Mayoritas kasus kematian anak dan bayi saat melahirkan itu terjadi pada kaum ibu muda. Menurutnya, kematian ibu dan bayi lantaran banyaknya ibu hamil yang mengalami pendarahan saat dan setelah proses melahirkan. ”Kasus itu terbanyak terjadi pada warga kurang mampu seperti di wi­layah Kecamatan Rumpin dan Cigudeg. Masalah lainnya, warga juga tidak mau mengu­rus BPJS kesehatan untuk biaya berobat. Sudah banyak program yang kami berikan tetapi tetap saja tidak mampu mengatasi masalah kematian ibu dan bayi ini,” ungkap Dede.

Untuk menekan angka ke­matian, UPT Puskesmas mela­kukan pembinaan sebanyak empat kali dalam setahun khusus para bidan serta te­naga kesehatan lainnya dengan mendatangkan narasumber dari Dinkes Kabupaten Bogor. “Repot itu kalau pertolongan­nya bukan oleh tenaga kese­hatan, mereka tidak bisa me­nangani. Biasanya yang se­perti itu dateng ke rumah sakit ketika kondisinya sudah parah dan bisa menyebabkan kema­tian,” tuturnya.

Selain itu, pihaknya juga melakukan Program EMAS (Expanding Maternal and Neo­natal Survival) dari Kemenkes guna menyelamatkan ibu me­lahirkan dan bayi baru lahir, peningkatan kapasitas bidan dan 33 puskesmas menjadi 24 jam sebagai Puskesmas Pe­layanan Obstetri Neonatus Esensial Dasar (PONED). ”Tapi dua aksi itu tidak mam­pu menekan kematian ibu dan bayi,” cetusnya.

Dengan masalah itu, Dede akan menginstruksikan setiap puskemas setempat melakukan penyuluhan kepada para pa­sangan yang menikah muda untuk melakukan pemeriksa­an kandungan ke puskesmas yang ada di wilayah tersebut, termasuk jemput bola agar masayrakat memilih melaku­kan persalihan di Bidan dengan pemberian makan tambahan kepada ibu hamil.

“Kita berharap ibu hamil mau memeriksakan kesehatan di posyandu dan melakukan persalinan di bidan, sehingga risiko kematian ibu hamil menurun,” pintanya.

Sementara Sekretaris Dinkes Erwin Suryana menambahkan, sudah menjadi kodratnya seorang ibu melahirkan dan mendidikan sang anak, se­hingga sanga ibu sehat jas­mani dan rohani.

Dinkes sudah melakukan ber­bagai upaya untuk menekan angka kematian bayi dan ibu melahirkan itu melalui program kader ibu dan anak di 417 desa, pelatihan kepada bidan dan paraji yang ada di Kabupaten Bogor, Keluarga Berencana (KB) dan kesehatan reproduksi, per­salinan yang bersih dan aman oleh tenaga yang kompeten di bidangnya. ”Sedangkan pintu strategis ke empat adalah pe­nerapan PONED yang meru­pakan upaya terakhir untuk mencegah kematian ibu saat melahirkan,” katanya.

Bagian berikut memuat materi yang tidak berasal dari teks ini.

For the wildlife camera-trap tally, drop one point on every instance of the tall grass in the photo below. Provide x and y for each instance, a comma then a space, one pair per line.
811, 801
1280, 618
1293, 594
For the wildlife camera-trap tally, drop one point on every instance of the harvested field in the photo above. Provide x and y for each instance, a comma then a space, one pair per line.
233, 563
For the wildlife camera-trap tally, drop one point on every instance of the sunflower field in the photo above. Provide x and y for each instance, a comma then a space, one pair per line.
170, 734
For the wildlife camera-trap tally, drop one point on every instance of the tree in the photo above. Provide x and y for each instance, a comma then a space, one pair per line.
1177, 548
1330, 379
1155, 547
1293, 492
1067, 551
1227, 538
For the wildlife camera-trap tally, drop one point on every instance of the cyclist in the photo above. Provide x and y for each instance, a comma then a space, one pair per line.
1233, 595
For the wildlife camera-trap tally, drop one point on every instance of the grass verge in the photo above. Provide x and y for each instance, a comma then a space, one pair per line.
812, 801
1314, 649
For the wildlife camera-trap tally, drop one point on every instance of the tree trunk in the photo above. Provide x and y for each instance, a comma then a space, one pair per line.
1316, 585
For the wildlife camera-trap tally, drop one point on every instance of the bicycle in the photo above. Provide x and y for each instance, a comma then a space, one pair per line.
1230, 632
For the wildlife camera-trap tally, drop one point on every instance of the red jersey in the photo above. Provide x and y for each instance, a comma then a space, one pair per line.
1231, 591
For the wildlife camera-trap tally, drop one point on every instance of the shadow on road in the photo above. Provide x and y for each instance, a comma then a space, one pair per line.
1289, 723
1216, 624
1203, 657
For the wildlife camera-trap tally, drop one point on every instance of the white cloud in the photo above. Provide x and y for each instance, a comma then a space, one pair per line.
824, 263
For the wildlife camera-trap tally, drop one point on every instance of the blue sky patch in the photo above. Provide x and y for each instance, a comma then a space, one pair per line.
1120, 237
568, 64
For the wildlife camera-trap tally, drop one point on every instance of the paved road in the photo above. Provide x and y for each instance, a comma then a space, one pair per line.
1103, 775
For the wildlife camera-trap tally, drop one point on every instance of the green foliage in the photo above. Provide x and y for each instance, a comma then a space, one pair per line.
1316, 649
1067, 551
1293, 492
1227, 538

Ia mengatakan, masyarakat akan diajarkan untuk menge­tahui perencanaan dalam melahirkan, sehingga bisa menyelamatkan bayi dan ibu saat melahirkan. Walaupun program kader bayi dan ibu tingkat desa sudah berjalan dengan baik. namun tetap saja masih ada kejadian ke­matian bayi dan ibu melahir­kan yang belum bisa terdata karena kurangnya peka ma­sayrakat akan pentinganya kesehatan, salah satunya datang ke posyandu. “Kita harapkan di hari Ibu ini, kedepan angka kematian ibu menurun dan ibu hamil mau memeriksakan kesehatannya ke posyandu dan puskemas,” kata Erwin.

Sementara itu, Kepala Bidang Kesehatan Masyarakat Dinkes Kota Bogor Erna Nurena men­gatakan bahwa jumlah kema­tian ibu di Kota Bogor tidak terlalu tinggi. “Untuk Kota Bogor ada di angka 30 orang per 100 ribu kelahiran hidup. Jadi jum­lah pada tahun ini hingga Ok­tober masih terbilang tidak tinggi. Kalau dibandingkan tahun 2016, ada tren penurunan, ka­rena tahun lalu ada 22 kasus kematian ibu melahirkan dan 53 kematian bayi baru lahir. Artinya ada penurunan jumlah kasus,” katanya kepada Metro­politan, kemarin.

Kepala Dinkes Kota Bogor Rubaeah menerangkan, pi­haknya melakukan berbagai usaha demi meminimalisasi kasus kematian ibu dan bayi pada saat melahirkan. Di an­taranya perbaikan pelayanan di fasilitas dasar seperti pus­kesmas dan bidan serta di rumah sakit dan sistem rujukan.

“Perlu juga perbaikan pada pendampingan ibu hamil di masyarakat. Kami juga mene­rapkan program nga-Emas, singkatan dari Expanding Ma­ternal dan Neonatal Survival, yakni bentuk pendampingan ibu hamil melalui forum masy­arakat serta kader motivator KIA,” tutupnya.